The plot is a rather hokey affair about a suave nutter Ballin Mundson (Macready) who runs a casino down in Buenos Aires and has dealings with Nazis over control of a tungsten cartel. He picks up Glenn Ford’s Johnny Farrell from the gutter and makes him his No 1 man, but when he returns home with Gilda as his wife, it turns out that Johnny and she had once been lovers. 

For a large part this is standard B grade fare but what lifts Vidor’s film out of the ordinary is both Hayworth’s performance and the love-hate relationship between Gilda and Johnny. There are few films that manage to push the needle this far into the libidinal hot zone, the sexual frustration culminating in Gilda’s drunken performance of "Put The Blame On Mame" that drives Johnny into a frenzy as his bottled-up desire explodes under Gilda’s shameless taunting (you'll notice that Hayworth doesn't have a microphone but that was no matter as her singing voice was dubbed by Anita Ellis). What exactly Gilda saw in studio player Ford's characteristically under-powered performance as tough guy Johnny is far less apparent (Bogart would have been a much better choice for the part).  
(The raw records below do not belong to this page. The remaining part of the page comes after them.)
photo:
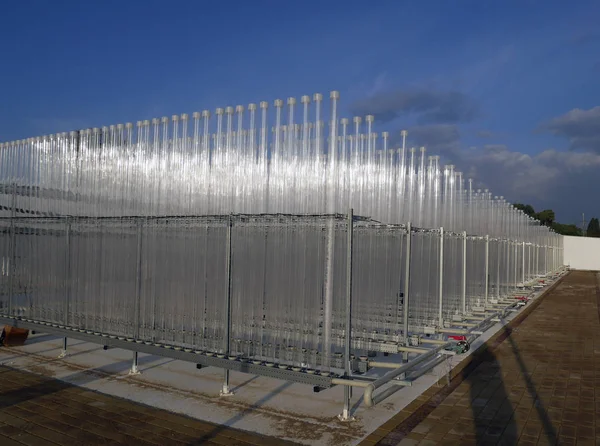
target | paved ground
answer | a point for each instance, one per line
(36, 410)
(538, 382)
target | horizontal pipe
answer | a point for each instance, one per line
(385, 365)
(433, 341)
(381, 396)
(452, 330)
(368, 395)
(349, 382)
(413, 350)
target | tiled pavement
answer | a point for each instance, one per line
(36, 410)
(536, 383)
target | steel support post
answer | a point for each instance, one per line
(225, 390)
(499, 246)
(545, 259)
(138, 296)
(134, 365)
(12, 249)
(508, 242)
(464, 278)
(487, 267)
(346, 416)
(523, 282)
(63, 352)
(67, 284)
(441, 288)
(516, 260)
(405, 305)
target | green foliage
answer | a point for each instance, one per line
(526, 208)
(566, 229)
(547, 217)
(593, 228)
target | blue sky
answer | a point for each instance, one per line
(506, 90)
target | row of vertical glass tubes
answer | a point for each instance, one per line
(124, 230)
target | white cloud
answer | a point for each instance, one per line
(580, 127)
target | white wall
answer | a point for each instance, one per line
(582, 252)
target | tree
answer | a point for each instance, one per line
(566, 229)
(526, 208)
(546, 217)
(593, 228)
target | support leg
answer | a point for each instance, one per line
(134, 367)
(226, 391)
(63, 353)
(345, 415)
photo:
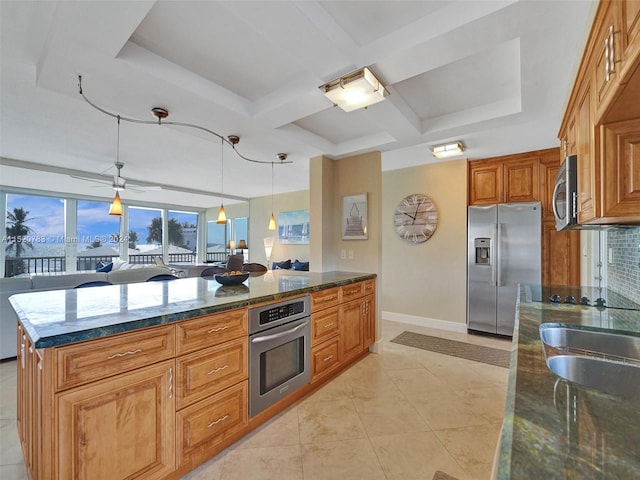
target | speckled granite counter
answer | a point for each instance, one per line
(576, 432)
(59, 317)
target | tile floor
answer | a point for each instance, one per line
(398, 415)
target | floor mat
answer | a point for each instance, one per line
(443, 476)
(469, 351)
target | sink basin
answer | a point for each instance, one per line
(607, 345)
(605, 375)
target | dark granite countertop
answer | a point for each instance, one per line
(59, 317)
(576, 432)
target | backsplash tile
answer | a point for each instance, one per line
(623, 272)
Rather less easy to process is the relationship between Johnny and Mundsen, I suspect that some analysts would see in it a homo-erotic attachment, perhaps with a twist of sado-masochism but it is questionable if this was intentional, Either way, the film is at its best when the three-way dynamic is at work, each of the trio as it were, living through the other two. their self-mage being reflected mirror-like by them. Once Mundsen effectively drops out of the picture proceedings become much more banal before the film ends with a perfunctory resolution. 

FYI: Hayworth was married to Orson Welles at the time and although they were soon to divorce made the box office failure The Lady From Shanghai with him in 1948. Vidor, Hayworth and Ford re-teamed for the historical pot-boiler The Loves of Carmen, which was also released in 1948.